そんなにちゃんとしたものじゃないが、誓いの言葉と誓いのキスを、貰った。
それも理由は俺が約束を欲しがったからで、アゼルは最上の約束を返してくれたんだ。
そう。アゼルは俺を愛する天才だから、そんなことを簡単にやって応えてくれる。
生涯俺だけを愛してくれ。
なんて、とんでもないワガママだろう?
なのにアゼルは、笑って当然だと誓ったんだ。それがどれだけ嬉しかったか。
アゼルは本当にどんな俺も受け入れてくれる。
弱い俺も、泣き虫な俺も、鈍い俺も、情けない俺も、寂しがり屋な俺も、独り占めしたい俺も、俺をまるごと愛してくれる。
ずっとずっと、俺が好きだと、抱きしめてくれたんだ。
ガド。俺はあの時に、本当に幸せすぎて、もう死んでもいいと思ったんだよ。
「──……それほどに、嬉しかった。……うん、嬉しかったな」
「うん」
「嬉しかったから……、もしもこのまま記憶が戻らなければ、あの誓いはなしにしようと思うんだ……」
俺の声は本当に小さかったが、それでも確かに蹲って考えられなかったこの先のことを考え、答える。

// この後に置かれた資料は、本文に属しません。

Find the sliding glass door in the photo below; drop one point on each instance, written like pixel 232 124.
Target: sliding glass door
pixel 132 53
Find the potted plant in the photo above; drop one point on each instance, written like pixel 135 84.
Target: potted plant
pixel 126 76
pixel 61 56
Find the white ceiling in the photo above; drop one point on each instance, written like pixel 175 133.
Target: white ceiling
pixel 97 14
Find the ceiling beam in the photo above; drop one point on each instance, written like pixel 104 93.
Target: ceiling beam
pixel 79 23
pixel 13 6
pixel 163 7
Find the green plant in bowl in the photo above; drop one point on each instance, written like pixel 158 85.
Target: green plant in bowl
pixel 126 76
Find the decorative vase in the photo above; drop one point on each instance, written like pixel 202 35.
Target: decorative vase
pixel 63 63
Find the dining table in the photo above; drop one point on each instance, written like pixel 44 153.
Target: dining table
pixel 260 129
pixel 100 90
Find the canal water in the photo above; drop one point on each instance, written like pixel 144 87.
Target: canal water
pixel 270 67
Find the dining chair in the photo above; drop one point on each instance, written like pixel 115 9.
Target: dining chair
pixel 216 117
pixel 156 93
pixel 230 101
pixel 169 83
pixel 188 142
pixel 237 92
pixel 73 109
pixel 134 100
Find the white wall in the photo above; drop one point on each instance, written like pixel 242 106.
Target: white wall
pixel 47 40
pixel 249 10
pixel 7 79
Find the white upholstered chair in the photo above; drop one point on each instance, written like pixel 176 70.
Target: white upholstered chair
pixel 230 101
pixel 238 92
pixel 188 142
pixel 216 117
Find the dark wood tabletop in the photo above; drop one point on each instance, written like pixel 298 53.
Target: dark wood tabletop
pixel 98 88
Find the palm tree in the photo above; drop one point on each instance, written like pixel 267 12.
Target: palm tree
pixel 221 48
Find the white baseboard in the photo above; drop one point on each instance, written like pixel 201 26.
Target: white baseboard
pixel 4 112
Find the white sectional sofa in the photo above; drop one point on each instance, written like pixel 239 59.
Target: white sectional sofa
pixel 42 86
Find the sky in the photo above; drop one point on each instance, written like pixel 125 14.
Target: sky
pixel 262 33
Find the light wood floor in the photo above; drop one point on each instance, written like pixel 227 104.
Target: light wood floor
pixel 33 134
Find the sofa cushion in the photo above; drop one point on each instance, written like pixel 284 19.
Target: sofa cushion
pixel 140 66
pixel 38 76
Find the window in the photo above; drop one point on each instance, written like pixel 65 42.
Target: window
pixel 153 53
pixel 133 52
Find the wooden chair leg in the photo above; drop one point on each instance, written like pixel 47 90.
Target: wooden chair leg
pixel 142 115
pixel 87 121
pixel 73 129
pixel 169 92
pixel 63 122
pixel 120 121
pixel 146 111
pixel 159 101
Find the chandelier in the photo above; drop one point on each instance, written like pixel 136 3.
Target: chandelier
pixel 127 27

自分だけしかもう持っていなかった記憶をこうやって改めると、あの時にもらった幸福だけで、十分なんじゃないかと思う。
本当はいやだ。
凄く凄くいやだ。
もっと足掻いて縋りついて一緒にいようと、なんでもするから嫌いにならないでくれと、お願いだから俺をもう一度選んでくれと叫びたい。
だけど、いやだからこそだ。
ほら、俺の気持ちは重いだろう? ヘビー級だ。
ヘビー級アゼル愛者の俺は、今日みたいに今のアゼルを困らせる。
応えなければいけない、なんて思ったり。
好きでもない嫌いな俺がわからなくて、そんな気もないことをしてみたり。
俺を知らないアゼルは、俺の行動が理解できない。
記憶を失った不安や、うまく自分を出せない葛藤をせっかく解消しつつあるのに、俺が新しい悲しみになってはいけないんだ。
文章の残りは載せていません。